L'ultima isola del piacere is the Italian title of a West German flick originally made as Die Insel der tausend Freuden, and known in English as Island of 1000 Delights and Triangle of Venus. Filmed in Mauritius, this is a disjointed sexploitation thriller about a tennis pro who squanders his fortune due to bad gambling habits, which culminates in him losing his wife in a poker game against an evil casino owner who is also a—wait for it—white slaver. You may ask yourself why the wife agreed to be wagered. The answer is she sort of hates her husband. Hubby has a mistress, so he isn't too broken up about the outcome of the bet either. Unfortunately, his sidepiece is a greedy sort who convinces him that murdering his own aunt for her fortune might be a good idea. Meanwhile Olivia Pascal plays a private investigator working for the aunt and charged with investigating the casino owner's trafficking ring. The two plot threads weave together shabbily at best, with the murder plot taking an unexpected turn.

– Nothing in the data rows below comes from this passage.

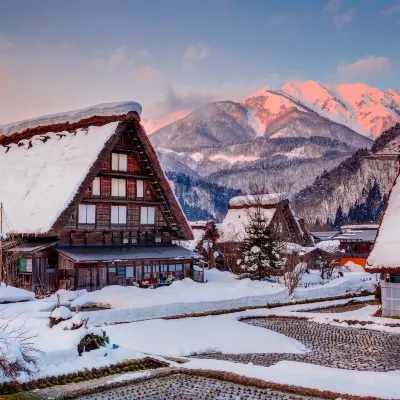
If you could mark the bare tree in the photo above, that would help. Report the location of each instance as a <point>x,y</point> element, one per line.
<point>18,353</point>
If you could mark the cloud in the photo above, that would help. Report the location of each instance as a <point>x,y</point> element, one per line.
<point>364,68</point>
<point>340,17</point>
<point>344,18</point>
<point>196,52</point>
<point>393,10</point>
<point>279,19</point>
<point>333,6</point>
<point>147,73</point>
<point>4,75</point>
<point>118,56</point>
<point>5,43</point>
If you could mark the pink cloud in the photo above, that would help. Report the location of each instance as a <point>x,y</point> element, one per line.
<point>364,68</point>
<point>196,52</point>
<point>5,43</point>
<point>147,73</point>
<point>4,75</point>
<point>344,18</point>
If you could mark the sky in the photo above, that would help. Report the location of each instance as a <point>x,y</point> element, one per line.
<point>171,55</point>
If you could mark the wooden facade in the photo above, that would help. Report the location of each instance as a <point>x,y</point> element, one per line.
<point>124,201</point>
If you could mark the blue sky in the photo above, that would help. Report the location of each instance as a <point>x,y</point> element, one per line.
<point>169,55</point>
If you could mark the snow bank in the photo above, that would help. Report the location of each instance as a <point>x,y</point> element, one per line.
<point>353,267</point>
<point>100,110</point>
<point>188,336</point>
<point>350,283</point>
<point>263,199</point>
<point>222,291</point>
<point>11,294</point>
<point>361,383</point>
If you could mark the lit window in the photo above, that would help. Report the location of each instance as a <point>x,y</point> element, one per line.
<point>139,188</point>
<point>87,214</point>
<point>147,215</point>
<point>129,272</point>
<point>96,187</point>
<point>119,162</point>
<point>118,187</point>
<point>118,214</point>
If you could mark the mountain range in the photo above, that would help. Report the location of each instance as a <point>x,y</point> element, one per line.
<point>291,135</point>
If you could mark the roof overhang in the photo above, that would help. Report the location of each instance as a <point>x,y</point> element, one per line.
<point>90,254</point>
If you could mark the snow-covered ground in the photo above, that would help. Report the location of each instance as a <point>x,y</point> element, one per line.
<point>187,336</point>
<point>10,294</point>
<point>222,291</point>
<point>362,383</point>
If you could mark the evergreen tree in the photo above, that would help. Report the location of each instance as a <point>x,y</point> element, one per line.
<point>340,218</point>
<point>260,250</point>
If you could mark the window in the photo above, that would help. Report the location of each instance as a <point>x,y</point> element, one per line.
<point>121,272</point>
<point>139,188</point>
<point>147,271</point>
<point>147,215</point>
<point>87,214</point>
<point>96,187</point>
<point>118,214</point>
<point>25,265</point>
<point>129,272</point>
<point>118,187</point>
<point>119,162</point>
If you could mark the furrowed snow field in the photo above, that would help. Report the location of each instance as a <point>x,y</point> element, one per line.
<point>188,336</point>
<point>222,291</point>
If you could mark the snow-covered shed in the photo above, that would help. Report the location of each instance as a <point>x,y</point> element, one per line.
<point>90,178</point>
<point>274,208</point>
<point>385,255</point>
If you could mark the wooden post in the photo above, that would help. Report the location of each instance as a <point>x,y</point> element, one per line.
<point>1,243</point>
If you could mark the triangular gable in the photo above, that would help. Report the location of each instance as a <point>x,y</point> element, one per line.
<point>385,255</point>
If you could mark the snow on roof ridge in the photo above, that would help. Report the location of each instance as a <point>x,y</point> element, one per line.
<point>74,116</point>
<point>263,199</point>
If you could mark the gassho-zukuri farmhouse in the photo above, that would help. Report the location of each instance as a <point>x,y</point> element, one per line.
<point>86,193</point>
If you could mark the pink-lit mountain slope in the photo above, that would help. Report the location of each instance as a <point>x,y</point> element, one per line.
<point>366,110</point>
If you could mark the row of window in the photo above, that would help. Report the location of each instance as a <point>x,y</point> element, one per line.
<point>149,271</point>
<point>118,187</point>
<point>87,214</point>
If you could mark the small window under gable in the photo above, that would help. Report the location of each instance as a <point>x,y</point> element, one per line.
<point>118,214</point>
<point>118,187</point>
<point>147,215</point>
<point>87,214</point>
<point>119,162</point>
<point>96,187</point>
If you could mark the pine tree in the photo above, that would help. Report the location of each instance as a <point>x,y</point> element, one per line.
<point>260,250</point>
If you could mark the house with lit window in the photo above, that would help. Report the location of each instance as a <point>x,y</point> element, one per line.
<point>86,195</point>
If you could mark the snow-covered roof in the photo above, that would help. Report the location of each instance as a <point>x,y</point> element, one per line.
<point>198,237</point>
<point>263,199</point>
<point>233,227</point>
<point>386,251</point>
<point>43,167</point>
<point>38,183</point>
<point>359,227</point>
<point>100,110</point>
<point>363,235</point>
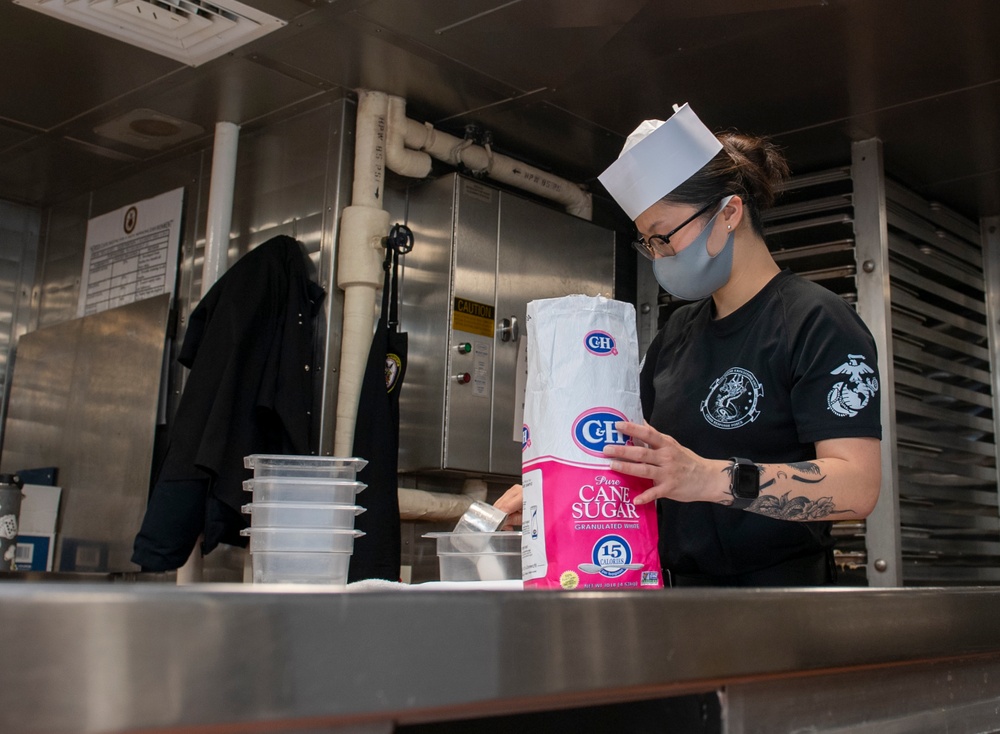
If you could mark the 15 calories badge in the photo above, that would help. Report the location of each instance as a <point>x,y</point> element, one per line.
<point>600,343</point>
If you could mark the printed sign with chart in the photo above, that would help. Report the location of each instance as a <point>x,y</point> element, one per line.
<point>131,253</point>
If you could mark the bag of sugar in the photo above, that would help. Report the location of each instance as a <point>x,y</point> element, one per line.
<point>580,527</point>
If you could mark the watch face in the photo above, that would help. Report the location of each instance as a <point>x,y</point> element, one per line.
<point>746,481</point>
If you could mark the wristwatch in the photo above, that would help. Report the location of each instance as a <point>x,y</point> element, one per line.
<point>744,483</point>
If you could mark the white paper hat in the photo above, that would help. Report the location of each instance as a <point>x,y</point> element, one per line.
<point>657,158</point>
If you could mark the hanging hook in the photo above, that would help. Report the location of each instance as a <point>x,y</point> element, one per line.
<point>399,239</point>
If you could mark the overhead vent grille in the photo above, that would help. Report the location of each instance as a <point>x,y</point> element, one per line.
<point>190,31</point>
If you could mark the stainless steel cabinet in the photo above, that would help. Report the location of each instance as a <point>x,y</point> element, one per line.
<point>480,255</point>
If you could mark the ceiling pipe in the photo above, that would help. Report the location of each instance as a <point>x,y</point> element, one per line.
<point>423,137</point>
<point>220,204</point>
<point>385,138</point>
<point>359,260</point>
<point>215,261</point>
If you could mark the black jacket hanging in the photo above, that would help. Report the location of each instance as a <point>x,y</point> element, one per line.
<point>249,346</point>
<point>376,438</point>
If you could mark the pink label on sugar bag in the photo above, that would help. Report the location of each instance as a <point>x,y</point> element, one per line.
<point>582,530</point>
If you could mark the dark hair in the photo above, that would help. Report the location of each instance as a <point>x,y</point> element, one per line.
<point>751,167</point>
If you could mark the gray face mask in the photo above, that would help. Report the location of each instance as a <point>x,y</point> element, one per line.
<point>693,274</point>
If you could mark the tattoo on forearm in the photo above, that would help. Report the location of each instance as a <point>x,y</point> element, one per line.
<point>795,508</point>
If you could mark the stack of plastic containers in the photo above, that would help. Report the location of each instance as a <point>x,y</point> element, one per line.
<point>302,517</point>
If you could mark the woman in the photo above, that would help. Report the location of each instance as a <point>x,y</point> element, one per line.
<point>761,396</point>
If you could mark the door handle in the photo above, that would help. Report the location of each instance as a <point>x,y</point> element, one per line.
<point>508,329</point>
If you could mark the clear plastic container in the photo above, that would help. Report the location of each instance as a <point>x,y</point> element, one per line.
<point>284,567</point>
<point>292,489</point>
<point>309,540</point>
<point>478,556</point>
<point>479,566</point>
<point>313,467</point>
<point>302,515</point>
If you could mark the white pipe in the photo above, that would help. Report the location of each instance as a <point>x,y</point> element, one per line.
<point>215,261</point>
<point>220,204</point>
<point>417,504</point>
<point>359,260</point>
<point>448,148</point>
<point>398,158</point>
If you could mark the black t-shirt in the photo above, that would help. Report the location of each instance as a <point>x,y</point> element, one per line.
<point>792,366</point>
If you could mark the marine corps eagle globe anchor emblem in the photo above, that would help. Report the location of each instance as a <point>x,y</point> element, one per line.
<point>849,396</point>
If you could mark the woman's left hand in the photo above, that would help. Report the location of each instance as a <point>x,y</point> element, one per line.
<point>677,472</point>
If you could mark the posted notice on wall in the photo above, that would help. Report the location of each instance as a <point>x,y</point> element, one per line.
<point>131,253</point>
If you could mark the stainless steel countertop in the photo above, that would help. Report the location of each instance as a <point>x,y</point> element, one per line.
<point>121,657</point>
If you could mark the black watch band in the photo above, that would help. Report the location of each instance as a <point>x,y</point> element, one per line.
<point>744,483</point>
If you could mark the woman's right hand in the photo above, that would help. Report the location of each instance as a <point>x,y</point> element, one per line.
<point>510,502</point>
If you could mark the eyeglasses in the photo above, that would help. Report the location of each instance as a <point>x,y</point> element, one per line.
<point>658,245</point>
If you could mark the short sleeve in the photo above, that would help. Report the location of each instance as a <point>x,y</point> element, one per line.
<point>834,373</point>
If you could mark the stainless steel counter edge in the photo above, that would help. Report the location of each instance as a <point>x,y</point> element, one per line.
<point>108,658</point>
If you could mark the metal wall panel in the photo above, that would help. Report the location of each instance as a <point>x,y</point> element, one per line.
<point>289,181</point>
<point>84,395</point>
<point>19,236</point>
<point>491,247</point>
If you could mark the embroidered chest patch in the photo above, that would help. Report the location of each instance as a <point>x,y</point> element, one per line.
<point>732,400</point>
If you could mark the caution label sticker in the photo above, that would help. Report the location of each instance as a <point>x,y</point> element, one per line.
<point>473,317</point>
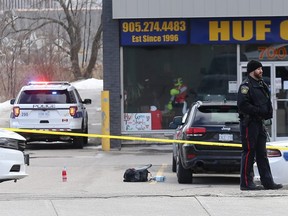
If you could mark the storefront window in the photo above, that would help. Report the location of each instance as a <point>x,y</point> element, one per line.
<point>152,79</point>
<point>265,52</point>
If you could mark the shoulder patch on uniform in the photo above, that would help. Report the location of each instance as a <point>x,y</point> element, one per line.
<point>244,89</point>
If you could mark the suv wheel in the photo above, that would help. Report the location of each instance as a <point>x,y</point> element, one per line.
<point>78,142</point>
<point>184,175</point>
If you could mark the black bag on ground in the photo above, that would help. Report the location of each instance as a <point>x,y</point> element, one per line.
<point>137,174</point>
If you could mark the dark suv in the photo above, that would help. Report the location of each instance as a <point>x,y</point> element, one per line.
<point>206,122</point>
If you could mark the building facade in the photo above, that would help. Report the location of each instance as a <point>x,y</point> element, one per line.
<point>161,56</point>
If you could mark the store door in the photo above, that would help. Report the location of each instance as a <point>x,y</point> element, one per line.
<point>276,76</point>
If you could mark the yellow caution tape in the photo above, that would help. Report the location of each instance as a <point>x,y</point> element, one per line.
<point>40,131</point>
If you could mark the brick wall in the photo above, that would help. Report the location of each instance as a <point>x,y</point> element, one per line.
<point>111,70</point>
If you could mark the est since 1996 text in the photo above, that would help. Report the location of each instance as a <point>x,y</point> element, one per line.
<point>154,39</point>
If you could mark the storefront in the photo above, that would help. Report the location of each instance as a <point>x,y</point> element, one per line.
<point>205,57</point>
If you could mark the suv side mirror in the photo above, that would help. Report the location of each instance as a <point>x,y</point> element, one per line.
<point>87,101</point>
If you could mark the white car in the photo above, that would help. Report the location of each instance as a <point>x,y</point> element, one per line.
<point>12,160</point>
<point>50,106</point>
<point>278,160</point>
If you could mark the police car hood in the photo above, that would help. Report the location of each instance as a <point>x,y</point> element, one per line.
<point>10,134</point>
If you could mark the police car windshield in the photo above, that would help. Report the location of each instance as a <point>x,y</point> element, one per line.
<point>216,115</point>
<point>45,97</point>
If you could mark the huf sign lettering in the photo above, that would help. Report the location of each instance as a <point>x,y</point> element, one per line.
<point>254,30</point>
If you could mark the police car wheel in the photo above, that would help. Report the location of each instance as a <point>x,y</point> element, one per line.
<point>78,142</point>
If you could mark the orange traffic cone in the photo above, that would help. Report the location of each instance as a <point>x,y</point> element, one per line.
<point>64,175</point>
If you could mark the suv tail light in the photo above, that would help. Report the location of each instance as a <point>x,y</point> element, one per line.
<point>195,131</point>
<point>73,110</point>
<point>16,111</point>
<point>273,153</point>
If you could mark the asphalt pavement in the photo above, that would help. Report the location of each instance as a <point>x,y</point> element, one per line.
<point>95,187</point>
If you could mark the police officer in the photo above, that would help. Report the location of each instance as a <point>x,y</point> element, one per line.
<point>254,107</point>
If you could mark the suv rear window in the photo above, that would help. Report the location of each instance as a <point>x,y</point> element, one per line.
<point>216,115</point>
<point>46,97</point>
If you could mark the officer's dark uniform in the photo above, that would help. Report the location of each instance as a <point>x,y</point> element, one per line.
<point>254,106</point>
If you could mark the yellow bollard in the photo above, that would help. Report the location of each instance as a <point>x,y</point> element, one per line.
<point>105,107</point>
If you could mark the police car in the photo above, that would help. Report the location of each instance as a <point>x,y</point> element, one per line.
<point>50,106</point>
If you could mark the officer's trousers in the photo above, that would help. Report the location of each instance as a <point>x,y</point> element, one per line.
<point>253,136</point>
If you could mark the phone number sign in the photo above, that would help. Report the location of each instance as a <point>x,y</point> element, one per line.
<point>153,32</point>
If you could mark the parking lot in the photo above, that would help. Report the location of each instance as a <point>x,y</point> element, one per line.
<point>95,187</point>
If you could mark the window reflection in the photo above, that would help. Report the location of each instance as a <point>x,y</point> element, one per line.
<point>150,73</point>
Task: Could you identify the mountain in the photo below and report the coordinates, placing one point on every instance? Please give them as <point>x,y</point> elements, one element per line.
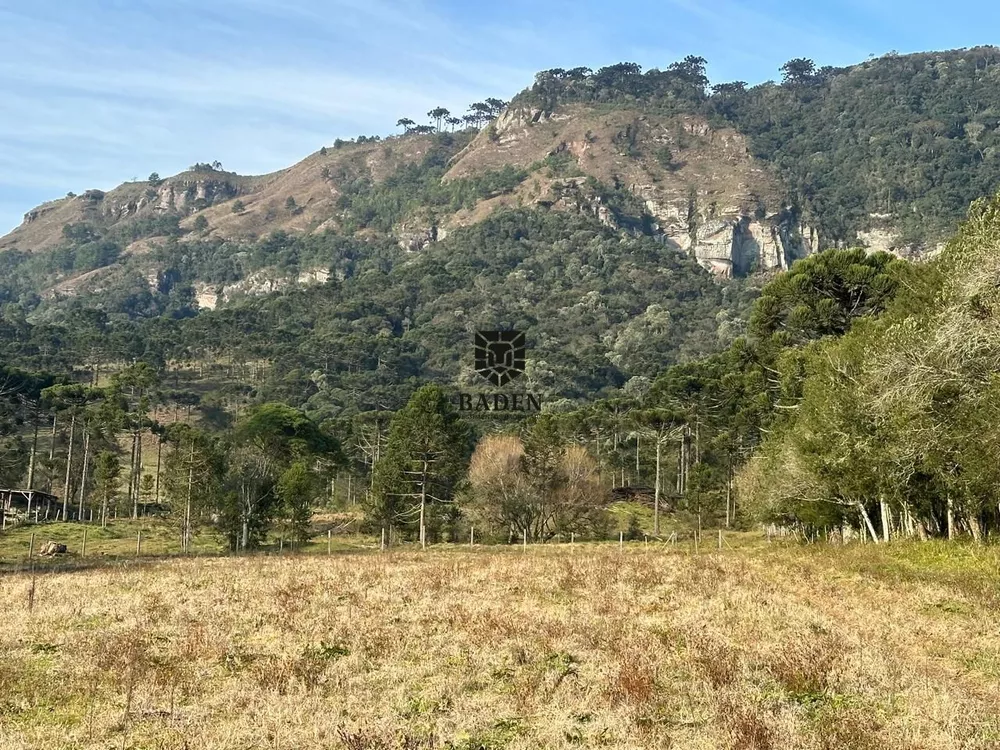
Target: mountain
<point>591,211</point>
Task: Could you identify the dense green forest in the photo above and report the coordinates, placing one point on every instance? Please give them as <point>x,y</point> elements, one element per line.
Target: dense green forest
<point>853,392</point>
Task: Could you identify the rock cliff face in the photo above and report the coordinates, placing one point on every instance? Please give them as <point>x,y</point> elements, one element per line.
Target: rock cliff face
<point>704,191</point>
<point>262,282</point>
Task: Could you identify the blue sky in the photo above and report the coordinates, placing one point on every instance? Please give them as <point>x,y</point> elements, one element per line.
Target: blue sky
<point>96,93</point>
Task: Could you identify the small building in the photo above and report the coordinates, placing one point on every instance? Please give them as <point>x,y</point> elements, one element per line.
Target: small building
<point>31,504</point>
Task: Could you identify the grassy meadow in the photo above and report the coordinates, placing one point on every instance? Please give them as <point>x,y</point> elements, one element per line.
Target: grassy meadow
<point>759,645</point>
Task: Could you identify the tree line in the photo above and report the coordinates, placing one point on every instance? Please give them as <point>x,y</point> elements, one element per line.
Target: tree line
<point>478,114</point>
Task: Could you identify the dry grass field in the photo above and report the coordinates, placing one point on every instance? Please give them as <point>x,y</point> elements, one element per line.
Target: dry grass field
<point>762,646</point>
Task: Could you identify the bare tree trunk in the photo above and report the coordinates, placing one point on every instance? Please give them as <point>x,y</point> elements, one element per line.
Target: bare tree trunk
<point>52,446</point>
<point>975,528</point>
<point>187,507</point>
<point>423,504</point>
<point>637,458</point>
<point>69,464</point>
<point>656,491</point>
<point>729,490</point>
<point>83,472</point>
<point>136,473</point>
<point>868,521</point>
<point>159,452</point>
<point>34,450</point>
<point>884,510</point>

We watched this flick solely for the beautiful Pascal, but we have good news for our female readers: although these ’70s sexploitation movies usually have male stars of dubious physical grooming and charms, this time the male lead is Philippe Garnier, and we're pretty sure you'll like him. Unfortunately, he plays a total asshole, plus in order to see him—or Pascal for that matter—you'll have to wade through bad editing, terrible acting, a mean-spirited script, several scenes of torture, and, worst of all, an almost continuous Euro disco soundtrack. We certainly can't recommend this one, but we do like the poster. The production photos, few of which hint at the ugly subtext of the film, are interesting too. Maybe just look at those and call it a day. Die Insel der tausend Freuden premiered in West Germany today in 1978, and reached Italy at an indeterminate date sometime thereafter.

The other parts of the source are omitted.